Nar Tadında Alıntılar Vol1: İlber Ortaylı

İnsan denen yer yer mükemmel, yer yer aciz, son tahlilde oksimoron varlığın en büyük gerzekliklerinden biri de çoğunlukla açgözlülüğü ve hırsı yüzünden kendi içinde muntazaman ve görece huzurla yaşayan yerlere dalıp tüm her şeyi alt üst ederek hırslarını tatmin etmek, sonra da dengelerini bozduğu o yerlerden doğan problemlerin çözümü için düşünüp düşünüp hoop en başa, bozmadan önceki dengeye dönebilmek adına verdiği trajikomik mücadele.. Kaç binlerce yıllık insanlık tarihi, yine aynı basiretsizlik, yine aynı gerzeklik. 

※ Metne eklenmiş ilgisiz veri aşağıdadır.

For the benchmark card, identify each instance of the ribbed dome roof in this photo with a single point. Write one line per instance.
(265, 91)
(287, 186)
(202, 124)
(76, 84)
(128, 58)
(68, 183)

Neyse efenim, Nar Tadında Alıntılar'ı, İlber Ortaylı ile başlatıyorum. Bence pek lezzetliydi, bir de siz bakın bakalım:

Kafa Dergisi Aralık 2015 sayısı İlber Hoca Kafası ''cumhuriyetle mi krallıkla mı yönetilmek istersiniz?!'' yazısından:

'' [...] Ortadoğu diktatörlüklerini anlamak açısından Mısır son derece önemli bir örnektir. Çünkü bütün Arap liderleri Mısır'ın tezgahından geçmişlerdir. Ne kadar Mısır devletleriyle, bürokrasisiyle çatışırlarsa çatışsınlar Kahire ve Mısır halkı onlar için hep bir idealdir. [...]

[...] Libya gibi hiçbir şekilde demokratik altyapısı olmayan bir memlekette bugünkü netice maalesef Kaddafi'nin özlemesini ortaya çıkarmıştır. [...]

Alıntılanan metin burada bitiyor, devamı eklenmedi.